There are other more subtle categories, but these are the most common. Projections generally attempt to serve one of these purposes, or they may attempt to compromise between two of them, most commonly the conformal and equivalent purposes.
The fact that Conformal Projections preserve angles means primarily that the angles at which meridians intersect parallels, which are always right angles on the Earth, will also appear as right angles in the projected map. Conformal projections, therefore, preserve property 7 from the list above. By having such angles preserved, the shapes of outlined areas on the map, such as continents and countries, are also preserved. Rectangular cylindrical projections are often chosen when this property is important. Mercator’s projection is an example of this category.
By implication, maps that are not identified as "conformal" tend to distort shapes. This happens on world maps that are identified as nonrectangular cylindrical projections. Such maps are adjusted, according to their purpose, so that parts of the world that are less important to the map’s audience end up near the outer edges of the map.
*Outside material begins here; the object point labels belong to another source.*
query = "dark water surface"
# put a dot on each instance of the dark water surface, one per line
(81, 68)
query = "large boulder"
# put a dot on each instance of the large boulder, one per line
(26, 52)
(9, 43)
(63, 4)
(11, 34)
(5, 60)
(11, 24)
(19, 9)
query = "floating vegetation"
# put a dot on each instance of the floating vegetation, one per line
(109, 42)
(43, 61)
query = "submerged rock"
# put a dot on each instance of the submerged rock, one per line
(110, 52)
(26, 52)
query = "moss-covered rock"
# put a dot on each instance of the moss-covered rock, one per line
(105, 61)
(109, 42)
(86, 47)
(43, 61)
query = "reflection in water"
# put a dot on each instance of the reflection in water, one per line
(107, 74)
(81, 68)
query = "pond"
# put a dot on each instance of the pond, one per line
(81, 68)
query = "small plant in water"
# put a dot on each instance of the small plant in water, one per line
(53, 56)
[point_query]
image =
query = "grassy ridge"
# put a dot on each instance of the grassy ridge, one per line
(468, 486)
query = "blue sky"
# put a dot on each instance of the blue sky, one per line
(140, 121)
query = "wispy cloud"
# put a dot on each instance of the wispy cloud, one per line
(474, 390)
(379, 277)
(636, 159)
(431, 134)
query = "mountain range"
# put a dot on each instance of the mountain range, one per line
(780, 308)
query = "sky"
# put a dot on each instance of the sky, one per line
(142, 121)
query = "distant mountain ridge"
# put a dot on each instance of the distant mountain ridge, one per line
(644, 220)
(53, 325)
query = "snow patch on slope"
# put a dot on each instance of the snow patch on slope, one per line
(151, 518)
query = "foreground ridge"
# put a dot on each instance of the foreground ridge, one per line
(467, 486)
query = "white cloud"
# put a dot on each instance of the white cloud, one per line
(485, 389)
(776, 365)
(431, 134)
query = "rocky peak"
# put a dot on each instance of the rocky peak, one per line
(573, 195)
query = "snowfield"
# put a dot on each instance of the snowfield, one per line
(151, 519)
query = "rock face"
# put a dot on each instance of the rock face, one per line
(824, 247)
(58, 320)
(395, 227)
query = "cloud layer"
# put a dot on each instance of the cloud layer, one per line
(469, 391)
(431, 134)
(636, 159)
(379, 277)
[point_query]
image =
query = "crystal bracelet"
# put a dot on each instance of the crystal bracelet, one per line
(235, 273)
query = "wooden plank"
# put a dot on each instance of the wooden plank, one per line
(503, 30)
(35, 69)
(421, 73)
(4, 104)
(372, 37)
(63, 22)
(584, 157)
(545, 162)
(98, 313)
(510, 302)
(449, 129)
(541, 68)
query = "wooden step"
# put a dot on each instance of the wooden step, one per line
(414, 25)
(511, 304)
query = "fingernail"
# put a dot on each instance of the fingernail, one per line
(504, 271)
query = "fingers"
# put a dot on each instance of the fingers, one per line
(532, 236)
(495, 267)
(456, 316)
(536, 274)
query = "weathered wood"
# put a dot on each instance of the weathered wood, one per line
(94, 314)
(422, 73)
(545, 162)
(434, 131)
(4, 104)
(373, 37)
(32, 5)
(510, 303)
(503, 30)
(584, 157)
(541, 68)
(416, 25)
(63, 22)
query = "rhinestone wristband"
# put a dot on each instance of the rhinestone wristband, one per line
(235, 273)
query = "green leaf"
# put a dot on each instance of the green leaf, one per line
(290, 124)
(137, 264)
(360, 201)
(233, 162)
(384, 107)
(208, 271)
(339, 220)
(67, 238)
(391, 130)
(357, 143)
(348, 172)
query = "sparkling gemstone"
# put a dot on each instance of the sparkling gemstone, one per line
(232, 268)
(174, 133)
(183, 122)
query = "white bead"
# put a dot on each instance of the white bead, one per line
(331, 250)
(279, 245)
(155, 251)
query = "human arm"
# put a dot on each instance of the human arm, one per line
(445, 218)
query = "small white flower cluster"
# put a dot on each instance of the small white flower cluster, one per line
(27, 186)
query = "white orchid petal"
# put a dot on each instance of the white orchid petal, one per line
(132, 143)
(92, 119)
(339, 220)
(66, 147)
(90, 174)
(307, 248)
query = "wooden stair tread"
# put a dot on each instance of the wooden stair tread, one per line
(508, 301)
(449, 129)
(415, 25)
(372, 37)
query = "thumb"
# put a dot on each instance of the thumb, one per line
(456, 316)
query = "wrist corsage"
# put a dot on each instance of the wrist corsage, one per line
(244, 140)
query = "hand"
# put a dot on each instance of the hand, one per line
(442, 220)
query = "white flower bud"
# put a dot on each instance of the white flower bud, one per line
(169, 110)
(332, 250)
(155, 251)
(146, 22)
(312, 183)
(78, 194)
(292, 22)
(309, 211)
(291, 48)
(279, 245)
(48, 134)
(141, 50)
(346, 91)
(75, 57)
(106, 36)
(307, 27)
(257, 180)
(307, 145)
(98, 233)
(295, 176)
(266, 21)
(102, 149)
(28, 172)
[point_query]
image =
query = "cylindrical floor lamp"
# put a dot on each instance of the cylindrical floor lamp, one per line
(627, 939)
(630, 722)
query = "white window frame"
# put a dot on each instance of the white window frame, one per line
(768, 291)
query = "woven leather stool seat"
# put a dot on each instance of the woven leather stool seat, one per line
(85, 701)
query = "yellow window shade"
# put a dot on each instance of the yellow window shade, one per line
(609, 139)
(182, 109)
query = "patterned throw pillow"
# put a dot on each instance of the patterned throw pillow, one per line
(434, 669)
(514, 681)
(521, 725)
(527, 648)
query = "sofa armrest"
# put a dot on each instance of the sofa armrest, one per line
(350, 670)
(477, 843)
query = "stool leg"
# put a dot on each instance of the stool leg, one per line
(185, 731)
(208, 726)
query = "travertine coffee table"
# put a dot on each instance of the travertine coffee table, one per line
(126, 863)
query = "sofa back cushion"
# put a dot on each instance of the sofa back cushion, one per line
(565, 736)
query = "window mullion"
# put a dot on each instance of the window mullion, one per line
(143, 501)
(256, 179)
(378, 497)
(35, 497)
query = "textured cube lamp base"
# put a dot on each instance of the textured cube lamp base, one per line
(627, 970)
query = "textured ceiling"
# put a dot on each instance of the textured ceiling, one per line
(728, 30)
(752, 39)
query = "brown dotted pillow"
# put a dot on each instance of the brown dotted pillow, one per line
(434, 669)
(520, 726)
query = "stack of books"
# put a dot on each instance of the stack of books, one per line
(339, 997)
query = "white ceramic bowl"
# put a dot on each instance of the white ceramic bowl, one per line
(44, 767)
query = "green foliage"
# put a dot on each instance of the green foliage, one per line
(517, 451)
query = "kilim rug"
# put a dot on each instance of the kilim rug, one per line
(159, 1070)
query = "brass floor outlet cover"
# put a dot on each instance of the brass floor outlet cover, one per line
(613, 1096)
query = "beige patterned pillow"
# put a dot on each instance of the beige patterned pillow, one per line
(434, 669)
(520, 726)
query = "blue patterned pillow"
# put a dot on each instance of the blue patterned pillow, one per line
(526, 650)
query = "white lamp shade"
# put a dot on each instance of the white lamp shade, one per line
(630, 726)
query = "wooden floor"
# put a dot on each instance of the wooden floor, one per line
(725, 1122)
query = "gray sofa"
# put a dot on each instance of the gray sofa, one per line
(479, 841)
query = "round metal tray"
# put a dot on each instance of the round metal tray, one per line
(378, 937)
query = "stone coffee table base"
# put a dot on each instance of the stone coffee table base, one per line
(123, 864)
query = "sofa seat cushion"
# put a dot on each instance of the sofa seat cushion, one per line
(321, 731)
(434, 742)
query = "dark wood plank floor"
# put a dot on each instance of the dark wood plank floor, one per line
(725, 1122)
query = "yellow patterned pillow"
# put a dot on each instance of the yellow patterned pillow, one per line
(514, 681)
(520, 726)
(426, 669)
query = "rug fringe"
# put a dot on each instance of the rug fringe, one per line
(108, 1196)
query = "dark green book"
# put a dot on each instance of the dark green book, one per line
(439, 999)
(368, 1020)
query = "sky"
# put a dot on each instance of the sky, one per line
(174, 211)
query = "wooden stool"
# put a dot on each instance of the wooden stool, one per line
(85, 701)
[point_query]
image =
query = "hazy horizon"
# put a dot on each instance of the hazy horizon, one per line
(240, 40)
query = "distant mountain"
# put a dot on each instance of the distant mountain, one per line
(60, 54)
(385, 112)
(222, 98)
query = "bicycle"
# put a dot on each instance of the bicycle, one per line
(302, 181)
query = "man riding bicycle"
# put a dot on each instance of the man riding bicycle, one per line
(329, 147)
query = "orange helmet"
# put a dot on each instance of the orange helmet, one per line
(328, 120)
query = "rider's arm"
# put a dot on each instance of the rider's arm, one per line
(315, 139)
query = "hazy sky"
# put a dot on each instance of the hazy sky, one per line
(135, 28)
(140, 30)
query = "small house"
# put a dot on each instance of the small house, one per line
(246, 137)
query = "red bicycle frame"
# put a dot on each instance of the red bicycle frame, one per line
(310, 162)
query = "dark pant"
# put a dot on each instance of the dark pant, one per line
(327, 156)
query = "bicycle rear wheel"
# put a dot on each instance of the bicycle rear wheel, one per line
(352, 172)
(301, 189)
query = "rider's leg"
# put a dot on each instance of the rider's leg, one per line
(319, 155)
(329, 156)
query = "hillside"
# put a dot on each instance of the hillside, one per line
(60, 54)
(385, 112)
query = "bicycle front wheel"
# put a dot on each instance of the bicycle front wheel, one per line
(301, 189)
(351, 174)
When we say that Equal Area Projections preserve areas, we mean that the relative sizes of areas are preserved. Property 8 (above) is known as the Equal Area property. The Mercator projection and other rectangular cylindrical projections are obviously poor at preserving areas. Equal area projections adjust the lengths of parallels and meridians, particularly toward the polar regions, in order reduce such exaggerated sizes. The same happens to a lesser degree in conic projections. Equal area planar projections control the spacing between parallels.
"Area" in the Equal Area maps refers to a defined area’s (such as a country’s or continent’s) absolute size, as if measured in square miles on the Earth. This property ensures that as much area as possible is sized in correct and consistent proportion to its size on Earth. It is not referring to that area’s dimensions or extent, as measured using its width vs. length in miles. Areas toward the edges of these equal area maps tend to have more distorted shapes compared to how their shape would appear if it was closer to the middle of the map.
Use Equal Area maps when it is important that countries or similar areas to be sized accurately in proportion to each other. This becomes important if the map has political implications, in which it is important not to make certain countries appear larger than their actual relative size. They are also important when displaying statistical data whose quantities are represented as densities (e.g., people per square mile).
Equidistant Projections preserve distances, but only under very specific conditions. Property 9 (above) shows that a globe is also “equidistant” in any location and direction. The most common Equidistant projected maps are some that fall in the Planar category. Where there is a specific place that can be established as the center of the map, then all other places marked on the map can be scaled to have accurate distances from that central place. It means, though, that distances between those other places are not as accurate.
Again, by implication, most maps are not equidistant. World maps in particular suffer greatly from this problem. Even though they are printed with a map scale on them, that scale is only valid along the equator and not in most of the rest of the map.
Compromise Projections represent a different kind of category because it does not achieve any one map characteristic. A compromise projection attempts to maximize two different characteristic, knowing that neither is perfect but allowing both to be as close as possible. Two well-known examples of compromise projections are the Winkel-Tripel projection and the Robinson projection.